#### 1. Linear Function 

In [8]:
import numpy as np
# Weight matrix (2 outputs, 2 inputs)
W = np.array([
    [2.0,1.0],
    [0.0, 3.0]
])

# Input vector
x = np.array([1.0,2.0])
# Forward pass
y = W@x
print("Input x:", x)
print("Input y = W.x:", y)

Input x: [1. 2.]
Input y = W.x: [4. 6.]


#### Interpretation
* Each output is a weighted sum of inputs
* No nonlinearity, no interaction terms
* Pure linear dependence

### 2. Make dependencies explicit

In [10]:
y1 = W[0,0]*x[0] + W[0,1]*x[1]
y2 = W[1,0]*x[0] + W[1,1]*x[1]

print("y1 depends on as:",y1)
print("y2 depends on as:",y2)

y1 depends on as: 4.0
y2 depends on as: 6.0


#### Key idea
* Every input contributes to multiple outputs
* During backprop, each input must collect blame from all outputs it influenced

### 3. Introduce a loss signal from above
In ML, gradients usually come from a loss.

In [11]:
dL_dy = np.array([1.0,-2.0])
print("Gradient coming form loss:", dL_dy)

Gradient coming form loss: [ 1. -2.]


#### This means:
* First output wants to increase
* Second output wants to decrease

### 4. Backpropagate to the input

In [12]:
dL_dx = W.T@dL_dy
print("Gradient wrt input x:", dL_dx)

Gradient wrt input x: [ 2. -5.]


#### Why the transpose appears
* Each input must sum contributions from all outputs
* Columns of W represent how one input affects all outputs
* Transpose turns columns into rows so dimensions align

This is bookkeeping, not magic.
### 5. See it input-by-input (core intuition)

In [13]:
for i in range(len(x)):
    contribution = dL_dy@W[:,i]
    print(f"Total influence on x[{i}]:", contribution)

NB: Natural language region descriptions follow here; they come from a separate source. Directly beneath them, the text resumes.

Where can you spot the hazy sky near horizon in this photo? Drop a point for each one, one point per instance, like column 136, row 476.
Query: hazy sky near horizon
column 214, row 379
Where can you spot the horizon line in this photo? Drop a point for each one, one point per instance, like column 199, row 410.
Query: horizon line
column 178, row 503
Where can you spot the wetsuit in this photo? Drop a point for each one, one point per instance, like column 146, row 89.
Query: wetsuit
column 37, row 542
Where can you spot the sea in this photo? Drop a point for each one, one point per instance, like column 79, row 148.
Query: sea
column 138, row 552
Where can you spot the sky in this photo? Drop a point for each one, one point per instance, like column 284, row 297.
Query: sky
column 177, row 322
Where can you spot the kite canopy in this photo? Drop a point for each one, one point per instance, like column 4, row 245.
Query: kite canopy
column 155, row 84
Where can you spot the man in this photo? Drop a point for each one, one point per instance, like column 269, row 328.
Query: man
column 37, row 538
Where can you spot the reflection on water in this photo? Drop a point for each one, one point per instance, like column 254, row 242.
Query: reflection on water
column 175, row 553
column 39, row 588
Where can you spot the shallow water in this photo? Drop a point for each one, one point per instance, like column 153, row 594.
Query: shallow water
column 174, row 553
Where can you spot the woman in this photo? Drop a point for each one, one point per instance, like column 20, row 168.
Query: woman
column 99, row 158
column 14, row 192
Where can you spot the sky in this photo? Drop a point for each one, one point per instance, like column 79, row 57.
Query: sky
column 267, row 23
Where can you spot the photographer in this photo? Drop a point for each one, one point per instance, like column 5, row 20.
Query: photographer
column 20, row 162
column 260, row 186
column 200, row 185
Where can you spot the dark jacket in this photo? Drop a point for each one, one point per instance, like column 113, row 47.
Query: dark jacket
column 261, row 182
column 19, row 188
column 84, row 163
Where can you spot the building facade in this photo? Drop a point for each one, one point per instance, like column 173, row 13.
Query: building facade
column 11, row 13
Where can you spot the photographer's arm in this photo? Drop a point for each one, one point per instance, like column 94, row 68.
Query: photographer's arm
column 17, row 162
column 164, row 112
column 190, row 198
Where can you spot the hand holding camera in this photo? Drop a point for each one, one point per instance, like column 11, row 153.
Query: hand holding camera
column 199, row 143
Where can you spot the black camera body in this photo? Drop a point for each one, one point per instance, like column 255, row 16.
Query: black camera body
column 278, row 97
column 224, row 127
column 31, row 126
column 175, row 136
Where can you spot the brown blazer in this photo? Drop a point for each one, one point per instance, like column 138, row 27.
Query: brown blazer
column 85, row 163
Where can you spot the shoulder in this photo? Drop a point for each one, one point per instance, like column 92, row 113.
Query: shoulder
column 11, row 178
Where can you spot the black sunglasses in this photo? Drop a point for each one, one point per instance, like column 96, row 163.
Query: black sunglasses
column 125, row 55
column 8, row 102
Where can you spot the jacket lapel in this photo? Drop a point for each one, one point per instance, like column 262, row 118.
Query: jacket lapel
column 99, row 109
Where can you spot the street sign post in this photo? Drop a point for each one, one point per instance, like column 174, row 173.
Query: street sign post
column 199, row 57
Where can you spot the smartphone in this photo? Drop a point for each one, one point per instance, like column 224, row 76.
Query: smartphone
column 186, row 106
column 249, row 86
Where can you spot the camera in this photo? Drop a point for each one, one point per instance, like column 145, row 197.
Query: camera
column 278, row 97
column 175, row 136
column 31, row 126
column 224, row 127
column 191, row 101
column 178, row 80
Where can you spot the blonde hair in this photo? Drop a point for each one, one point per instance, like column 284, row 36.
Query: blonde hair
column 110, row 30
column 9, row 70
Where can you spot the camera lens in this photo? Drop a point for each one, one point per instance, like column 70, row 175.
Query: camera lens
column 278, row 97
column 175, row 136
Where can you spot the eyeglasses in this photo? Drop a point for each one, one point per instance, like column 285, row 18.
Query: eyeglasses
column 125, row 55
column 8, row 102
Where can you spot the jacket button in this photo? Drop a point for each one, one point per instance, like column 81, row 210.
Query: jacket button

Total influence on x[0]: 2.0
Total influence on x[1]: -5.0


#### Each input:
* Looks at all outputs it affected
* Collects weighted responsibility
* That collection is exactly Wᵀ · dL/dy

### 6. Numerical sanity check (no calculus)
Change x slightly and observe the loss.

In [19]:
epsilon  = 1e-6
# Fake loss: L = y.dL_dy
L = y@dL_dy
x_perturbed = x.copy()
x_perturbed[0] += epsilon 

y_perturbed = W@x_perturbed
L_perturbed = y_perturbed@dL_dy

numerical_grad = (L_perturbed - L)/ epsilon

print("Numerical gradient wrt x[0]:",numerical_grad)
print("Backprop gradient wrt x[0]:",dL_dx[0])

# They match.
# That’s the confirmation.

Numerical gradient wrt x[0]: 2.000000000279556
Backprop gradient wrt x[0]: 2.0


### 7. ML takeaway
* Linear layers distribute influence forward via W
* Backprop gathers influence backward via Wᵀ
* Transpose simply reverses the direction of responsibility
* This is the backbone of all neural network training

#### Practice suggestions
* Change W to a non-square matrix
* Increase input dimension to 3 or 4
* Chain two linear layers and backprop through both
* Print shapes at every step until it feels obvious